STS-52 ( English S pace T ransportation S ystem) is the name of a flight of the US space shuttle Columbia (OV-102) as part of the space shuttle program of the NASA space agency . The launch took place on October 22, 1992 from the Kennedy Space Center in Florida .

The main task of the ten-day mission was exposing the American-Italian Geodesy - Satellite LAGEOS 2 and operation of the US Microgravity Payload-1 , a mounted in the cargo bay of the space shuttle discovery platform. After the end of the flight, which was classified as successful, Columbia landed on November 1, 1992 with its six-person crew again at the Kennedy Space Center. It was the 51st space shuttle mission and the 13th flight of the Columbia space shuttle.

team

The crew of the STS-52 mission was announced by NASA on August 23, 1992:

Substitute team

Mission highlights

The main task of the STS-52 mission was to deploy the LAGEOS 2 geodesy satellite, which the Italian space agency ASI had built in cooperation with NASA. The comparatively small satellite served as a supplement to LAGEOS 1, which had already been launched in 1977 with a Delta launcher. Both LAGEOS satellites were used to precisely measure the earth's surface and thus helped, among other things, to monitor faults in earthquake areas.
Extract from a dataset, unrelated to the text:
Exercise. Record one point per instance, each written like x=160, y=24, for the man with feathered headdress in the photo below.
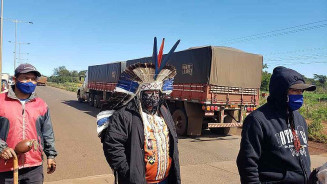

A research platform for material science experiments was also located in the space shuttle's payload bay . The payload , named United States Microgravity Payload-1 (USMP-1) , made its maiden flight during the mission and consisted of three ground-guided experiments mounted on a new type of carrier platform.

Steven MacLean, the third Canadian spaceman aboard the space shuttle, worked on his own experimental program, the Canadian Experiments-2 (CANEX-2) , during the flight . They comprised a total of ten experiments and were based on a research series of the STS-41-G mission from 1984. The crew was also responsible for operating a number of other payloads in the middle deck of the crew cabin and in the payload bay.

begin

The Columbia space shuttle launched for the STS-52 mission on October 22, 1992

Preparations for the STS-52 mission began on July 10, 1992, after Columbia returned from its previous STS-50 space flight . After completing the mandatory follow-up inspections and maintenance work, the space shuttle was connected to the external fuel tank and the two solid rocket rockets on September 20 in the shuttle assembly hall of the Kennedy Space Center, the Vehicle Assembly Building . The space shuttle was then driven to launch pad 39B , where the spacecraft completed a countdown demonstration . The launch, originally planned for mid-October, was delayed, however, because one of the three main engines of the space shuttle had to be replaced on the launch pad . The engine had to be replaced after there had been indications of cracks in a coolant distributor of the nozzle .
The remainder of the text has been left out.